Solution for jogging round , when I was submitting answer time was over, but it gives correct answer for public test case.

Bro I too made a similar solution in python, both the public test cases were passed but private test cases showee wrong answer. I’m too surprised to see where could I have been wrong.

Yup I’m extremely suspicious too. I wrote a python version of my code and wrote a small script to test against the code which my friend wrote which passed. The script basically generates random inputs and compares both the results. It ran for 1,00,000 iterations and I still haven’t found the breaking condition.

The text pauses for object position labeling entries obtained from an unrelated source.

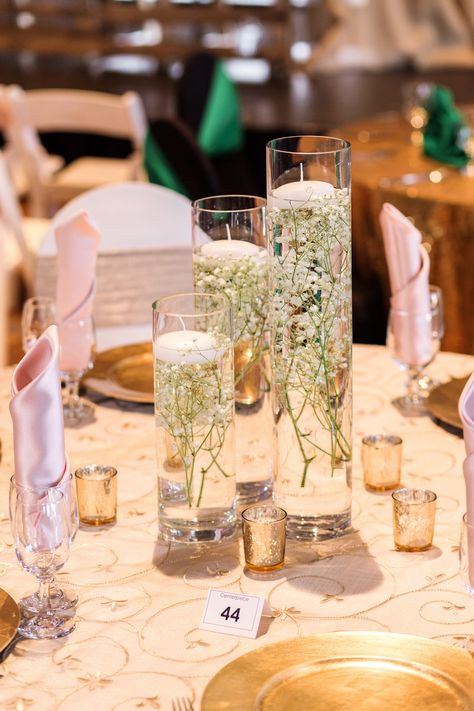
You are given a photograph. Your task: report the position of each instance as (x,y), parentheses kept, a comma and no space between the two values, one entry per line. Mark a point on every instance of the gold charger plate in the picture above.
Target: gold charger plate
(346,671)
(123,373)
(442,404)
(9,619)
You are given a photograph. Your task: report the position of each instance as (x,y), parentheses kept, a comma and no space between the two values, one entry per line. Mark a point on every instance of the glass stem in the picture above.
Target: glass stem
(72,392)
(414,393)
(44,595)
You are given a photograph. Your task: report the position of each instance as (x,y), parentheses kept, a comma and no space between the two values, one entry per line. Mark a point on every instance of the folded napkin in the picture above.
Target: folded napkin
(408,267)
(77,242)
(466,413)
(37,414)
(441,133)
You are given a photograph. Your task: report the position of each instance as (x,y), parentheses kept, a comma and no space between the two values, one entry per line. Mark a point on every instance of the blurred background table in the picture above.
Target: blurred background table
(388,167)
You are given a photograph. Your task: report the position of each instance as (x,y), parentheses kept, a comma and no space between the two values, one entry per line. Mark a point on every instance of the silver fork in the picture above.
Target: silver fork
(182,704)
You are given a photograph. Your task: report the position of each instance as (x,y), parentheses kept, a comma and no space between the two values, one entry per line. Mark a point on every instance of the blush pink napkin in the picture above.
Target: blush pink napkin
(37,414)
(466,413)
(408,267)
(77,242)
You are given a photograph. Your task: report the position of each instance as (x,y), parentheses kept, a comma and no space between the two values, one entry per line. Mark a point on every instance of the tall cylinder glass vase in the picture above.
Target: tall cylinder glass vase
(309,230)
(230,258)
(194,411)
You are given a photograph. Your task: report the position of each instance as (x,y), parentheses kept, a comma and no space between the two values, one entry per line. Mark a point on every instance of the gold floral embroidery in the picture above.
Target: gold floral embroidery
(115,604)
(153,701)
(330,597)
(95,680)
(19,703)
(452,607)
(284,612)
(434,578)
(217,572)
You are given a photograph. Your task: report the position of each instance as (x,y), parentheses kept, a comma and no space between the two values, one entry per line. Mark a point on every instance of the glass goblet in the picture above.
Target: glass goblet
(40,522)
(413,403)
(76,357)
(60,598)
(38,313)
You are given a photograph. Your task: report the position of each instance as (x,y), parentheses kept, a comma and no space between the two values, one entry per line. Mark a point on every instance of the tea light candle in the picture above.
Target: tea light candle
(229,249)
(187,347)
(381,461)
(413,519)
(264,529)
(299,193)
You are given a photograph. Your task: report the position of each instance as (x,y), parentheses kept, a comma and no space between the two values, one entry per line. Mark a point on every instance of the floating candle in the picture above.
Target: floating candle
(187,348)
(298,193)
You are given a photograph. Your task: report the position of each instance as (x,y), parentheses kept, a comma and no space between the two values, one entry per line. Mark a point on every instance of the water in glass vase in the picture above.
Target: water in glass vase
(195,435)
(311,353)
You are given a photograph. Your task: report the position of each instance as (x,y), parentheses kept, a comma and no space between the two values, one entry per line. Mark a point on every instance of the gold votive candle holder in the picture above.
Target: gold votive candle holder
(264,530)
(381,461)
(413,519)
(248,374)
(466,546)
(96,494)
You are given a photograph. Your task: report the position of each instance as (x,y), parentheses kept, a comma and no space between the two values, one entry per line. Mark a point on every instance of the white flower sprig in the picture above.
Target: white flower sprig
(245,282)
(311,324)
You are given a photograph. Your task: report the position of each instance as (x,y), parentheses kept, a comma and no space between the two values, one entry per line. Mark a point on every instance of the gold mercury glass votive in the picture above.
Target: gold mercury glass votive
(97,494)
(264,529)
(413,519)
(381,461)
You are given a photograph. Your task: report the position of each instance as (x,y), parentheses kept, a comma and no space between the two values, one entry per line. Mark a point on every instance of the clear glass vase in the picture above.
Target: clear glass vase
(230,257)
(309,231)
(194,411)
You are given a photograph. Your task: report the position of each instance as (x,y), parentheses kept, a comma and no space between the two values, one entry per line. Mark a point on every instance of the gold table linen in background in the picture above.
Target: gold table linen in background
(382,154)
(137,642)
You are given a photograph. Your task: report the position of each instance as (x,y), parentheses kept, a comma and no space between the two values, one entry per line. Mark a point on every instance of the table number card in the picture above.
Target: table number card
(233,613)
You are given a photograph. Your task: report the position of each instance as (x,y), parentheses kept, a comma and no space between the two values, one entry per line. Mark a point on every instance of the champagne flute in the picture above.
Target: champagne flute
(76,357)
(419,384)
(60,598)
(38,313)
(41,529)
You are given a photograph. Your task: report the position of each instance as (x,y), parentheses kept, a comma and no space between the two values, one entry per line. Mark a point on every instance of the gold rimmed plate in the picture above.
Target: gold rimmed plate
(9,619)
(442,404)
(123,373)
(343,671)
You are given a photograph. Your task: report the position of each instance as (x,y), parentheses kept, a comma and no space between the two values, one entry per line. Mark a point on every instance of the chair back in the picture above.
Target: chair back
(10,215)
(145,251)
(82,111)
(68,110)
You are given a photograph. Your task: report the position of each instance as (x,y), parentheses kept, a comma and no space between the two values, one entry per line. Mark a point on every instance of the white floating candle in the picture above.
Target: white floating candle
(299,193)
(187,348)
(229,249)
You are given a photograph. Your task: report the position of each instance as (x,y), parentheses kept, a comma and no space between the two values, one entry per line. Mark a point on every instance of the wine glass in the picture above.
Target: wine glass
(60,598)
(76,357)
(404,326)
(38,313)
(41,529)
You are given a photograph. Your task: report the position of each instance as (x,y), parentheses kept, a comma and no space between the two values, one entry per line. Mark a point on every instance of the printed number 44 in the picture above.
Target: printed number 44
(226,614)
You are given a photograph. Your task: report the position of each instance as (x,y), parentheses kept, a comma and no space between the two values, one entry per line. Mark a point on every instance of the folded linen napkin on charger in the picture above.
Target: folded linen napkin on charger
(408,267)
(442,131)
(466,413)
(77,242)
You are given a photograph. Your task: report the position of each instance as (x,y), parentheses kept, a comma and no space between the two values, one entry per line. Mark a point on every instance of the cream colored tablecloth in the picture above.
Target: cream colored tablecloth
(137,642)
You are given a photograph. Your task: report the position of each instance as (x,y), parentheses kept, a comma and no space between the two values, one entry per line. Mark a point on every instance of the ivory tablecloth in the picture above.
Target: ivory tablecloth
(137,642)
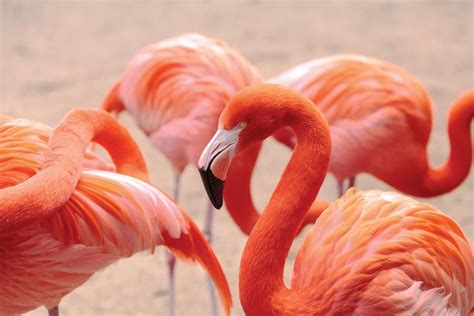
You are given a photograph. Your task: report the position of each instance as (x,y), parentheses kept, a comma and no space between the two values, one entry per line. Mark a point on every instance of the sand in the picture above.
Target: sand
(59,55)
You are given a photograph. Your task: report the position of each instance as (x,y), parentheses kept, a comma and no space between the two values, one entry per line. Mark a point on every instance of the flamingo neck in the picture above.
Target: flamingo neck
(263,259)
(446,177)
(39,196)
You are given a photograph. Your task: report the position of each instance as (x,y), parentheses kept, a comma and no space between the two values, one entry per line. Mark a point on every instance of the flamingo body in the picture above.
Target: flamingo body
(109,216)
(379,252)
(369,253)
(176,89)
(380,119)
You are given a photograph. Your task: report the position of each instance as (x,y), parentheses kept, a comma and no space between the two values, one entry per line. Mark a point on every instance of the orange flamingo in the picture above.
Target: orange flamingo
(377,111)
(176,89)
(369,253)
(60,223)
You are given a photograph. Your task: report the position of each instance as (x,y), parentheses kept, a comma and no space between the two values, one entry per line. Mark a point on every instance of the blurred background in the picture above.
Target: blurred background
(57,55)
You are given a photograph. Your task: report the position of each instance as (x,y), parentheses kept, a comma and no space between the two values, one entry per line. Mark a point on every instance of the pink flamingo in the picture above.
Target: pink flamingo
(380,118)
(176,89)
(369,253)
(60,223)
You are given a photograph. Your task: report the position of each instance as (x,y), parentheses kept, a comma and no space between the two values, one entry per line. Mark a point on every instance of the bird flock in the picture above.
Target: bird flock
(66,212)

from random import random, randint

def me(n, l):
    l = [[1 if i == 'C' else 0 for i in j] for j in l]

    u, s = [0]*n, [0]*n
    for i in range(n):
        for j in range(n):
            u[j] += l[i][j]
            s[i] += l[i][j]

    u = [n - x for x in u]
    s = [n - x for x in s]

    def maxgap(rem):
        res = 0;
        n = len(rem)
        for i in range(n):
            for j in range(i, n):
                curr = float('inf');
                for x in range(i, j+1):
                    curr = min(curr, rem[x]);
                curr = min(j - i + 1, curr);
                res = max(res, curr);
        return res;

    return max(maxgap(u), maxgap(s))

def working_code(n, l):
    P=[]
    c=0
    for i in range(n):
        t=[]
        c=0
        for j in range(n):
            if l[j][i]=='C':
                t.append('C')
                c+=1
        t.extend(['-']*(n-c))
        P.append(t)

    Q=[[0 for i in range(n+1)] for j in range(n+1)]
    m1=0
    for i in range(1,n+1):
        for j in range(1,n+1):
            if (P[i-1][j-1]=='-'):
                Q[i][j] = 1+min(Q[i][j-1], Q[i-1][j],Q[i-1][j-1])
                if(Q[i][j]>m1):
                    m1=Q[i][j]
            else:
                Q[i][j] = 0

    P=[]
    c=0
    for i in range(n):
        t=[]
        c=0
        for j in range(n):
            if l[i][j]=='C':
                t.append('C')
                c+=1
        t.extend(['-']*(n-c))
        P.append(t)

    Q=[[0 for i in range(n+1)] for j in range(n+1)]
    m2=0
    for i in range(1,n+1):
        for j in range(1,n+1):
            if (P[i-1][j-1]=='-'):
                Q[i][j] = min(Q[i][j-1], Q[i-1][j],
                            Q[i-1][j-1]) + 1
                if (Q[i][j] > m2):
                    m2 = Q[i][j]
            else:
                Q[i][j] = 0

    return max(m1,m2)


def test():
    i = 0
    while True:
        i += 1
        print(i)
        n = randint(1, 99)
        l = [['C' if round(random()) == 1 else 'D' 
            for i in range(n)]
            for j in range(n)]
        if working_code(n, l) != me(n, l):
            print(n)
            print(*[''.join(x) for x in l], sep="\n")
            break

test()

Indeed that’s suspicious. I was very sure of my solution. But was very much shocked to see WA. My solution ran successfully in the first try btw😂

And also bro…how did you take the full screenshot of the question?

“One Click Full Page Screenshot” it is a chrome extension

Tx bro